Notre démocratie mérite d’être travaillée - Dr. Christopher Fomunyoh

2891 Dr Christopher Fomunyoh 122015 C2 001 Ns 700 Le directeur régional pour l'Afrique au NDI, Dr. Christopher Fomunyoh

Fri, 1 Apr 2016 Source: 237online.com

Lauréat des « Guardian Post Achievement Awards », « Monsieur NDI Afrique » qui invite le corps médical camerounais à plus d’humanisme dans une interview exclusive accordée au journal La Voix Des Décideurs.

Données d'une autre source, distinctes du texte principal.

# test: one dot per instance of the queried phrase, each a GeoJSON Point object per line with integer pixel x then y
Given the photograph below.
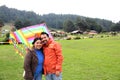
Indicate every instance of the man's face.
{"type": "Point", "coordinates": [44, 38]}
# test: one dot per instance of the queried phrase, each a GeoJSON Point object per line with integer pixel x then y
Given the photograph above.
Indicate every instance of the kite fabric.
{"type": "Point", "coordinates": [26, 35]}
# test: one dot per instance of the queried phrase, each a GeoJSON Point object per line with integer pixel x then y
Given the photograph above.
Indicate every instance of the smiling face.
{"type": "Point", "coordinates": [38, 44]}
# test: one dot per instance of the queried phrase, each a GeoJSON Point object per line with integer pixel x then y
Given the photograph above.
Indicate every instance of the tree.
{"type": "Point", "coordinates": [20, 24]}
{"type": "Point", "coordinates": [68, 26]}
{"type": "Point", "coordinates": [116, 27]}
{"type": "Point", "coordinates": [92, 25]}
{"type": "Point", "coordinates": [1, 25]}
{"type": "Point", "coordinates": [81, 24]}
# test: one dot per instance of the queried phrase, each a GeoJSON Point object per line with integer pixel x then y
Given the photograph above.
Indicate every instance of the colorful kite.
{"type": "Point", "coordinates": [26, 36]}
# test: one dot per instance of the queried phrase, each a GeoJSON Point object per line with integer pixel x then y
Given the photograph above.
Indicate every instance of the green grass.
{"type": "Point", "coordinates": [84, 59]}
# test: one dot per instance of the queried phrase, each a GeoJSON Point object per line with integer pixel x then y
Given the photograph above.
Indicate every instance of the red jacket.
{"type": "Point", "coordinates": [53, 57]}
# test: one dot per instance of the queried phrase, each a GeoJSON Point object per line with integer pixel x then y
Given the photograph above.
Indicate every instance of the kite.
{"type": "Point", "coordinates": [26, 36]}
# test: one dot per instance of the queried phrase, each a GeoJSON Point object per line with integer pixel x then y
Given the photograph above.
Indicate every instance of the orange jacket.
{"type": "Point", "coordinates": [53, 57]}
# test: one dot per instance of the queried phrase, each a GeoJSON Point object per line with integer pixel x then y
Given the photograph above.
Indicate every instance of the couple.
{"type": "Point", "coordinates": [45, 56]}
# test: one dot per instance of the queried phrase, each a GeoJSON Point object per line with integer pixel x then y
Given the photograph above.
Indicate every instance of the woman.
{"type": "Point", "coordinates": [33, 63]}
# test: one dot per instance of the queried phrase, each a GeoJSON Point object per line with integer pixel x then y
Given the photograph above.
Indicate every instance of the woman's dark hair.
{"type": "Point", "coordinates": [42, 33]}
{"type": "Point", "coordinates": [36, 40]}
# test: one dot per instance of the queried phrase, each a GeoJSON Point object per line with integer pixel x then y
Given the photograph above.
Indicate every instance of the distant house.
{"type": "Point", "coordinates": [77, 32]}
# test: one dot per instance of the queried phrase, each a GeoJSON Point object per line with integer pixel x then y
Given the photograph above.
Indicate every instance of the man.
{"type": "Point", "coordinates": [53, 58]}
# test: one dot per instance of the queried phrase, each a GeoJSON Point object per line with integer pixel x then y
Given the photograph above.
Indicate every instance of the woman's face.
{"type": "Point", "coordinates": [38, 44]}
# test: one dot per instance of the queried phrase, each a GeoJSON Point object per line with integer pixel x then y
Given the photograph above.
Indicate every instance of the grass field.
{"type": "Point", "coordinates": [84, 59]}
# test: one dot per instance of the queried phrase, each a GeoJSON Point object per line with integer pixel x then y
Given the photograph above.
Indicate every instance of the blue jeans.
{"type": "Point", "coordinates": [39, 77]}
{"type": "Point", "coordinates": [53, 77]}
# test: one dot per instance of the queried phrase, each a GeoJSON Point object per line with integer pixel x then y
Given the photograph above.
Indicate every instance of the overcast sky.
{"type": "Point", "coordinates": [103, 9]}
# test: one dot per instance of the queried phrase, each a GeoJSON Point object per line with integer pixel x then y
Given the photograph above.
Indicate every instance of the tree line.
{"type": "Point", "coordinates": [66, 22]}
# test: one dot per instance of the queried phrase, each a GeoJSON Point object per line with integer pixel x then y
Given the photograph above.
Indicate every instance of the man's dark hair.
{"type": "Point", "coordinates": [42, 33]}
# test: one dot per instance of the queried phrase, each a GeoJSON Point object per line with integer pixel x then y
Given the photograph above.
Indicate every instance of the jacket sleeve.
{"type": "Point", "coordinates": [58, 51]}
{"type": "Point", "coordinates": [27, 67]}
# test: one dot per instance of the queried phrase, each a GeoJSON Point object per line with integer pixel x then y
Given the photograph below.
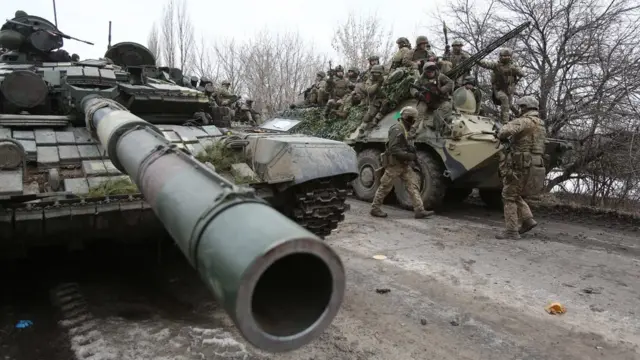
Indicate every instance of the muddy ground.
{"type": "Point", "coordinates": [455, 292]}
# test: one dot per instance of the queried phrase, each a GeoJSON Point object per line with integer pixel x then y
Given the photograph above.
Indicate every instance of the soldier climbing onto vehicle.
{"type": "Point", "coordinates": [469, 82]}
{"type": "Point", "coordinates": [504, 78]}
{"type": "Point", "coordinates": [433, 92]}
{"type": "Point", "coordinates": [521, 167]}
{"type": "Point", "coordinates": [421, 53]}
{"type": "Point", "coordinates": [375, 98]}
{"type": "Point", "coordinates": [397, 162]}
{"type": "Point", "coordinates": [373, 60]}
{"type": "Point", "coordinates": [456, 57]}
{"type": "Point", "coordinates": [402, 57]}
{"type": "Point", "coordinates": [223, 96]}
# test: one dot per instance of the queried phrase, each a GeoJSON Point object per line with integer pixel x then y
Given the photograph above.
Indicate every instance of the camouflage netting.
{"type": "Point", "coordinates": [221, 156]}
{"type": "Point", "coordinates": [113, 187]}
{"type": "Point", "coordinates": [315, 124]}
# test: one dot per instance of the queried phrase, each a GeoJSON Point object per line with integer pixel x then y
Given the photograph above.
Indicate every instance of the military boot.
{"type": "Point", "coordinates": [527, 225]}
{"type": "Point", "coordinates": [421, 214]}
{"type": "Point", "coordinates": [377, 212]}
{"type": "Point", "coordinates": [508, 234]}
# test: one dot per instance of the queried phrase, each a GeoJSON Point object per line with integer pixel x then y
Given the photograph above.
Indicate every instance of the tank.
{"type": "Point", "coordinates": [58, 185]}
{"type": "Point", "coordinates": [453, 159]}
{"type": "Point", "coordinates": [77, 162]}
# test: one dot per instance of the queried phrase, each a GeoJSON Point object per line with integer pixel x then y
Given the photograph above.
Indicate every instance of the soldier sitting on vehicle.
{"type": "Point", "coordinates": [432, 90]}
{"type": "Point", "coordinates": [397, 162]}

Il a donné sa position sur la modification constitutionnelle et l’anticipation de la présidentielle au Cameroun et avance ses raisons.

Lire ses confidences.

Comment avez-vous accueilli votre désignation comme Homme de l’Année 2015 par le jury de Guardian Post Awards ?

J’ai été agréablement surpris par cette désignation parce que je ne m’y attendais pas. Je me suis aussi senti très honoré en recevant la lettre de notification. Je me fais une idée de ceux qui ont reçu le prix dans le passé.

Les Guardian Post Awards sont réputés et crédibles. Ma distinction m’a laissé une vive émotion. Je mesure à quel point mes compatriotes suivent les actes que je pose. Je peux dire que mes citoyens à leur manière, ont contribué à ma désignation puisque le jury a abouti à la décision finale de façon unanime.

Pour vous que représente cette distinction ?

Elle a une place particulière dans mon cœur. Vous savez on a beau avoir tous les diplômes du monde, mener des activités dans divers pays africains, être apprécié comme un grand panafricaniste, être reconnu et accepté pour son travail, mais lorsque les vôtres vous décerne un prix de reconnaissance, ça vous touche particulièrement.

C’est le sentiment que le peuple me soutient. Ce qui pour moi renforce mon intérêt pour ce prix venant de mes propres compatriotes. Ce prix dépasse de loin toutes les reconnaissances que j’ai pu recevoir jusqu’à présent et je suis très fier.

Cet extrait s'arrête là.